Factor | Type | Role in thyroid cancer angiogenesis | Effect on MVDa |
---|---|---|---|
VEGF | Growth factor | Pro-angiogenic | Increase |
VEGFR | Growth factor receptor | Pro-angiogenic | Increase |
TSH | Hormone | Pro-angiogenic | Increase |
Iodine | Ion | Pro-angiogenic | NRb |
FGF | Growth factor | Pro-angiogenic | NRb |
FGFR | Growth factor receptor | Pro-angiogenic | NRb |
MMP | Proteolytic enzyme | Pro-angiogenic | NRb |
a MVD, microvascular density
b NR, not reported
As mentioned earlier, there are several factors with some roles in the promotion of thyroid cancer angiogenesis.
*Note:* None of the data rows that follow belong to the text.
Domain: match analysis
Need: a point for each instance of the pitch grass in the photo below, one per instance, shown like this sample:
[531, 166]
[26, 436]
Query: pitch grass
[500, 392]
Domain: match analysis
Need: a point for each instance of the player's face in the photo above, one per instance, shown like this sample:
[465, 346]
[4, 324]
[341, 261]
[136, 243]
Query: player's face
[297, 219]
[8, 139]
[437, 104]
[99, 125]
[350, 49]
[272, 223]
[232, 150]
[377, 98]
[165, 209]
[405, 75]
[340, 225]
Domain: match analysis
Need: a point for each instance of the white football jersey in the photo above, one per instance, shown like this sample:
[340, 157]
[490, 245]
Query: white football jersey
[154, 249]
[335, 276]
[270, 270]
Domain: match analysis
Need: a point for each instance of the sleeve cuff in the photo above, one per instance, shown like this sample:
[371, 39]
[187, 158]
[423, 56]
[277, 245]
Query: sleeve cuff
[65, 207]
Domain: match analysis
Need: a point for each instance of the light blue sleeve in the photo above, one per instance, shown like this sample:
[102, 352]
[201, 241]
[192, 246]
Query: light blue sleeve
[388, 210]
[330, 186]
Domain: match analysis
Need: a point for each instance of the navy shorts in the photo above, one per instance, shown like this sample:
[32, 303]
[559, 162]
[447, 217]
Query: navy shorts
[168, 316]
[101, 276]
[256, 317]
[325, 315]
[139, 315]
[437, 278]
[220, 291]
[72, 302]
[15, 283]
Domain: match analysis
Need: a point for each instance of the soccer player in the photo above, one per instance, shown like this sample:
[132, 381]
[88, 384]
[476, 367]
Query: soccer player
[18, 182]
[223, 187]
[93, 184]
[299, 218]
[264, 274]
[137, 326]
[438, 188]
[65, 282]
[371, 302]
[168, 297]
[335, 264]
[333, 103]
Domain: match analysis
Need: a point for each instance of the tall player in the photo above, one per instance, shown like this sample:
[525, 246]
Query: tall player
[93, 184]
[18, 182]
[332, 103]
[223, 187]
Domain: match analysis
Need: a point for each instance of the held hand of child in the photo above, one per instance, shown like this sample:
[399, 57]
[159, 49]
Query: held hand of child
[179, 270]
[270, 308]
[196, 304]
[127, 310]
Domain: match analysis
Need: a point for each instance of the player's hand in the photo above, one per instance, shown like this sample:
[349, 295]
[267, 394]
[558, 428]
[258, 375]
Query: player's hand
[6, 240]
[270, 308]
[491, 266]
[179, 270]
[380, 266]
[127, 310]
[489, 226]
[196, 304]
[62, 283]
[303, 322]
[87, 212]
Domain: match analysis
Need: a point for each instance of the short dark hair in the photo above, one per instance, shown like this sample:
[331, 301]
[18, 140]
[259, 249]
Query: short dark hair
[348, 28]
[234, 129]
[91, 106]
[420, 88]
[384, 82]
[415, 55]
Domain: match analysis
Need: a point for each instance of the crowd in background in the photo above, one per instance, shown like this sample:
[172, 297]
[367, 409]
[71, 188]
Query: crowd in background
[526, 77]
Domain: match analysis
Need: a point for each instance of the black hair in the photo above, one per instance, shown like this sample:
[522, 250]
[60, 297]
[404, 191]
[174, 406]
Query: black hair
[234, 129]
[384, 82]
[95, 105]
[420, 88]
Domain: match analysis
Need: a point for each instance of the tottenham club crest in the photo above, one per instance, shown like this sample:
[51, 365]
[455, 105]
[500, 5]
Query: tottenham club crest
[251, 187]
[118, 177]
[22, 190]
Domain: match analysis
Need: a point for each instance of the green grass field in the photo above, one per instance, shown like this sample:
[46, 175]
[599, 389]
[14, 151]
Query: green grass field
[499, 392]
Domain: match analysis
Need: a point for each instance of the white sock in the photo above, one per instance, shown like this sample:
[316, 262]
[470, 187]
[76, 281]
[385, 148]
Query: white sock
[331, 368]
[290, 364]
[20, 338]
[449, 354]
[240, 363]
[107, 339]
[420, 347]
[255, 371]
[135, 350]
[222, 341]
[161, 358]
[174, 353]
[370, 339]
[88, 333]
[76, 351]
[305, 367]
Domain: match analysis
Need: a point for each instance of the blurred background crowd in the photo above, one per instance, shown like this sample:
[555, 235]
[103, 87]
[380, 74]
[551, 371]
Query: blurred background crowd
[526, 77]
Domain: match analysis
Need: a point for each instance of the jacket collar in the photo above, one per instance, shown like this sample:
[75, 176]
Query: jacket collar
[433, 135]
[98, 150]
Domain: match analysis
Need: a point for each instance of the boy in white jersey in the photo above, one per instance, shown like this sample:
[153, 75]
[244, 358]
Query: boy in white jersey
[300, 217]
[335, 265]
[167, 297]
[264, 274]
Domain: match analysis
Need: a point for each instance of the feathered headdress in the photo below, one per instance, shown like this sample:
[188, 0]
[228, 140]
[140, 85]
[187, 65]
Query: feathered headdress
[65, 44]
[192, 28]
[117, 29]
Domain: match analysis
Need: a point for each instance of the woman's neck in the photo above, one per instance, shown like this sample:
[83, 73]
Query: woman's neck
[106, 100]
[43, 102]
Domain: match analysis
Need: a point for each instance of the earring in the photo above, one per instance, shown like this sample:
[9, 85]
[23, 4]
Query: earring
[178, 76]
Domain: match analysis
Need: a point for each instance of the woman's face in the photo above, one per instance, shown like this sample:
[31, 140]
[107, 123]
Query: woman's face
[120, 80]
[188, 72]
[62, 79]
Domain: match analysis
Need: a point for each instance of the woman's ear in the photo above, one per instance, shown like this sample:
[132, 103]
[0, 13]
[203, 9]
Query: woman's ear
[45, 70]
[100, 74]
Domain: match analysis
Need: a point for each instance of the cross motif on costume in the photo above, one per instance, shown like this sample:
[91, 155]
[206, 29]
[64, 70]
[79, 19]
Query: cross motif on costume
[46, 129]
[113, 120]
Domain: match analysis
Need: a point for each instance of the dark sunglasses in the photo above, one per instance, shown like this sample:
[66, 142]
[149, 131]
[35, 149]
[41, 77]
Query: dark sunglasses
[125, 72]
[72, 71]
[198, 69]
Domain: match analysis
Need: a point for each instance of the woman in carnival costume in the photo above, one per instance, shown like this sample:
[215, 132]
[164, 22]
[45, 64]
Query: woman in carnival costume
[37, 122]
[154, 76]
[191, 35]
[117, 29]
However, the effects of some factors on the angiogenic activity of this type of cancer are more remarkable than the others. Accordingly, VEGFs and its receptors appear to be the main role players in the angiogenesis process of thyroid tumors. Thus, other players seem to have an upstream regulatory effect on this central factor(s). However, all factors that mentioned in this review have potential to consider as suitable diagnostic, therapeutic and prognostic markers, but it is not possible to have a more comprehensive discussion on the role of these factors in thyroid cancer development and progression due to lack of sufficient data on their determining role in these processes. Hence, there appears a need for more appropriate and comprehensive studies to uncover different aspects of thyroid cancer angiogenesis with the emphasis on different angiogenic and antiangiogenic factors.
The authors have no conflict of interest.
The authors have no funding to declare.